Un bruit sourd, métallique, rompt le silence. Les sièges tournent sur eux-mêmes, dévoilant trois individus. Côté jardin, un homme d’une cinquantaine d’années (épatant Benoît Guibert), costume sombre, est sous le feu des projecteurs. Le regard scrutateur, il harangue le public. Tribun des temps modernes, la voix grave, il impose sa vision du monde et des gens qui l’entourent. Sa première cible se tient à sa gauche. C’est une femme (étonnante Julie Recoing). La trentaine épanouie, elle est nimbée d’un halo de lumière de moindre intensité. Chemisier noir échancré laissant apercevoir sa peau pâle, diaphane, « jean » moulant ses jambes fuselées, la silhouette semble androgyne. Seule, sa chevelure, longue, bouclée, souligne sa féminité. D’une oreille attentive, elle écoute le portrait qu’on dresse d’elle. Sourire aux lèvres, regard énigmatique, elle savoure les mots qui la définissent : pourtant, ces derniers sont autant de coups portés à son image de femme « mystère ». Ils la réduisent, minimisent ses atouts, la rendent presque transparente, commune.
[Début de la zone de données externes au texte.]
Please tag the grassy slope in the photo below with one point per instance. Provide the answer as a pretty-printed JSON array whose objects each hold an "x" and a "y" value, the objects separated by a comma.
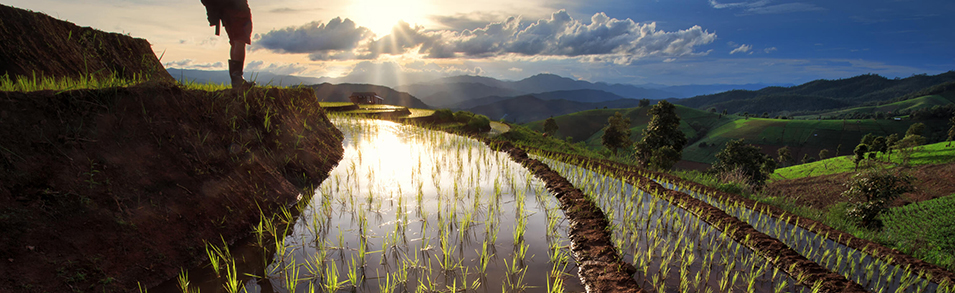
[
  {"x": 907, "y": 105},
  {"x": 938, "y": 153},
  {"x": 802, "y": 136}
]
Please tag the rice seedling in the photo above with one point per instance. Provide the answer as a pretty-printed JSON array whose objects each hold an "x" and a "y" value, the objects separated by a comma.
[{"x": 428, "y": 236}]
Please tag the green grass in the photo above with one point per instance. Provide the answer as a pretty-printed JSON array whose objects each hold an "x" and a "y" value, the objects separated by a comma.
[
  {"x": 526, "y": 137},
  {"x": 802, "y": 136},
  {"x": 900, "y": 106},
  {"x": 335, "y": 104},
  {"x": 34, "y": 83},
  {"x": 938, "y": 153},
  {"x": 905, "y": 230}
]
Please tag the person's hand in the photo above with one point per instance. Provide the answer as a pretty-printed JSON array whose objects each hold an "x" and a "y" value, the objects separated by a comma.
[{"x": 213, "y": 18}]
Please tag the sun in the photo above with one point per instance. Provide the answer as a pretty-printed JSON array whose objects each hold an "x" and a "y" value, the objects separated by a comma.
[{"x": 381, "y": 15}]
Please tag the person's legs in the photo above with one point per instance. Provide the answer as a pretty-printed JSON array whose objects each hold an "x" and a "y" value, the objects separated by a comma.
[
  {"x": 239, "y": 27},
  {"x": 238, "y": 52}
]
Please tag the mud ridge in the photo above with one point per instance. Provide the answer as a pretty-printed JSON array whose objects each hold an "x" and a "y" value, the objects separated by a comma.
[
  {"x": 600, "y": 267},
  {"x": 807, "y": 272},
  {"x": 894, "y": 257}
]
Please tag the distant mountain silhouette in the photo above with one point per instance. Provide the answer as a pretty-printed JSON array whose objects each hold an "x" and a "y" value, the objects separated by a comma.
[
  {"x": 529, "y": 108},
  {"x": 327, "y": 92},
  {"x": 817, "y": 95},
  {"x": 584, "y": 96},
  {"x": 449, "y": 91}
]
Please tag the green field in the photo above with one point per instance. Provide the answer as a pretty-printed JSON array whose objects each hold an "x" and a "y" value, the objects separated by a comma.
[
  {"x": 938, "y": 153},
  {"x": 901, "y": 106},
  {"x": 801, "y": 136}
]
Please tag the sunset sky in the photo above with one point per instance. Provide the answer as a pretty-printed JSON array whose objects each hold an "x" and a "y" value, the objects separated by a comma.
[{"x": 618, "y": 41}]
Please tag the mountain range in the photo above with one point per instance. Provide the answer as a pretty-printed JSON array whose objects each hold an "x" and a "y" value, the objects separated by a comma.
[
  {"x": 818, "y": 95},
  {"x": 450, "y": 91}
]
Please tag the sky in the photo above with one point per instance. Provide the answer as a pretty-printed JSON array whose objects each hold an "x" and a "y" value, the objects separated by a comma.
[{"x": 666, "y": 42}]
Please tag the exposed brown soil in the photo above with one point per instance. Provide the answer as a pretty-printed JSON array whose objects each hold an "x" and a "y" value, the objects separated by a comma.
[
  {"x": 931, "y": 181},
  {"x": 892, "y": 256},
  {"x": 102, "y": 189},
  {"x": 782, "y": 256},
  {"x": 35, "y": 44},
  {"x": 600, "y": 266}
]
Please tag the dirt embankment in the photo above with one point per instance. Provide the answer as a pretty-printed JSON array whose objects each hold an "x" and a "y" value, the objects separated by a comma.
[
  {"x": 782, "y": 256},
  {"x": 35, "y": 44},
  {"x": 601, "y": 268},
  {"x": 894, "y": 257},
  {"x": 819, "y": 192},
  {"x": 102, "y": 189}
]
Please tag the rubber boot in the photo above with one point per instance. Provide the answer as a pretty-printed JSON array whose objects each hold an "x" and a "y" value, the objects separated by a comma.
[{"x": 235, "y": 72}]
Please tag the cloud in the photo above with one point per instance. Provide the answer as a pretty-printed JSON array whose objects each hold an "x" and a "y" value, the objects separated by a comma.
[
  {"x": 742, "y": 49},
  {"x": 315, "y": 37},
  {"x": 764, "y": 7},
  {"x": 188, "y": 64},
  {"x": 603, "y": 39},
  {"x": 468, "y": 21},
  {"x": 290, "y": 10}
]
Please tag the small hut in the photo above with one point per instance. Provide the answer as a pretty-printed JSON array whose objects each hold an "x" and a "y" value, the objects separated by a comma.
[{"x": 367, "y": 98}]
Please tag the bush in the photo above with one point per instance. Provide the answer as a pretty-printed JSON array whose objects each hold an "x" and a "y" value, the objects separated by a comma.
[
  {"x": 479, "y": 123},
  {"x": 444, "y": 115},
  {"x": 463, "y": 116},
  {"x": 871, "y": 193}
]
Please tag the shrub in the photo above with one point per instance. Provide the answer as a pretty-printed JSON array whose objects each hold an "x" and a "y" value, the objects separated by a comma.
[
  {"x": 479, "y": 123},
  {"x": 463, "y": 116},
  {"x": 444, "y": 115},
  {"x": 871, "y": 193}
]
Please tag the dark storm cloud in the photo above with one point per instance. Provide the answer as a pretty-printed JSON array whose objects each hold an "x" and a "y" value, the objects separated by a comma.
[
  {"x": 602, "y": 39},
  {"x": 315, "y": 37}
]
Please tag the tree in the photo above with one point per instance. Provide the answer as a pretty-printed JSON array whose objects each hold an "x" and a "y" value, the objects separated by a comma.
[
  {"x": 951, "y": 131},
  {"x": 662, "y": 142},
  {"x": 870, "y": 194},
  {"x": 550, "y": 126},
  {"x": 823, "y": 155},
  {"x": 891, "y": 141},
  {"x": 785, "y": 155},
  {"x": 616, "y": 133},
  {"x": 746, "y": 159},
  {"x": 860, "y": 151},
  {"x": 867, "y": 139},
  {"x": 879, "y": 145},
  {"x": 916, "y": 129},
  {"x": 807, "y": 159}
]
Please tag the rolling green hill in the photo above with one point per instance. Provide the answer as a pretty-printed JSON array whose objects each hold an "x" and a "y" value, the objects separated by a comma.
[
  {"x": 708, "y": 132},
  {"x": 817, "y": 96},
  {"x": 937, "y": 153},
  {"x": 903, "y": 107}
]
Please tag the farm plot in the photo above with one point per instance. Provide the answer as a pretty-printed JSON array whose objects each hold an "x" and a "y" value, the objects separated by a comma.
[
  {"x": 875, "y": 274},
  {"x": 412, "y": 210},
  {"x": 673, "y": 250}
]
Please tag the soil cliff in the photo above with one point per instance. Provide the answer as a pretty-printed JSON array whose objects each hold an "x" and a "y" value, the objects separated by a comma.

A nouveau, un petit bruit mécanique, les éclairages changent et mettent en lumière d’autres personnages. La femme apparaît en pleine lumière. C’est à son tour d’être le censeur, le juge, de donner son avis sur le troisième protagoniste, un jeune homme (charismatique Thomas Rortais) au regard clair, aux allures d’artiste. Elle analyse son comportement désinvolte, sa personnalité. Tout s’enchaîne. Tour à tour, chacun passe sur la sellette, exposé au regard d’un autre, dévoilant des rêves inavoués, de fausses vérités.
Mais les apparences sont trompeuses. Sous la glace, derrière l’image figée, se cache un être de chair et de sang. Dans une seconde partie, les personnages quittent leur posture et leur siège pour se confronter au monde réel, à leur existence propre, loin du prisme déformé de la vision d’autrui. Le quotidien s’avère cruel, féroce. L’homme de cinquante ans perd de sa superbe. Le marché du travail le rattrape. Le licenciement pointe son nez : il a la jolie frimousse de la femme, pas si transparente que ça. Dure, implacable en DRH, son cœur s’affole devant le beau jeune homme, son amant d’un soir, ou d’un peu plus. Sans attache, ce dernier se préfère artiste fauché que gigolo.
Avec finesse, Clémence Weill dépeint le monde d’aujourd’hui, individualiste, névrosé. Elle signe un texte brillant et percutant qui est malheureusement trop touffu, trop dense. Son écriture ciselée, nerveuse, se perd dans les méandres d’un trop grand ensemble de situations et finit par laisser le spectateur sur la touche. Bien que sobre, la mise en scène de Laurent Brethome achoppe à rendre vivante cette partition trop étirée. La mise en abîme de notre société par le prisme de la télé-réalité est pourtant parfaitement orchestrée, nous renvoyant à nos propres démons. Le stratagème ne suffit pas à capter notre attention sur le long terme. Malgré une lutte acharnée où les propos captivent par leur intelligence, l’ennui finit par nous rattraper.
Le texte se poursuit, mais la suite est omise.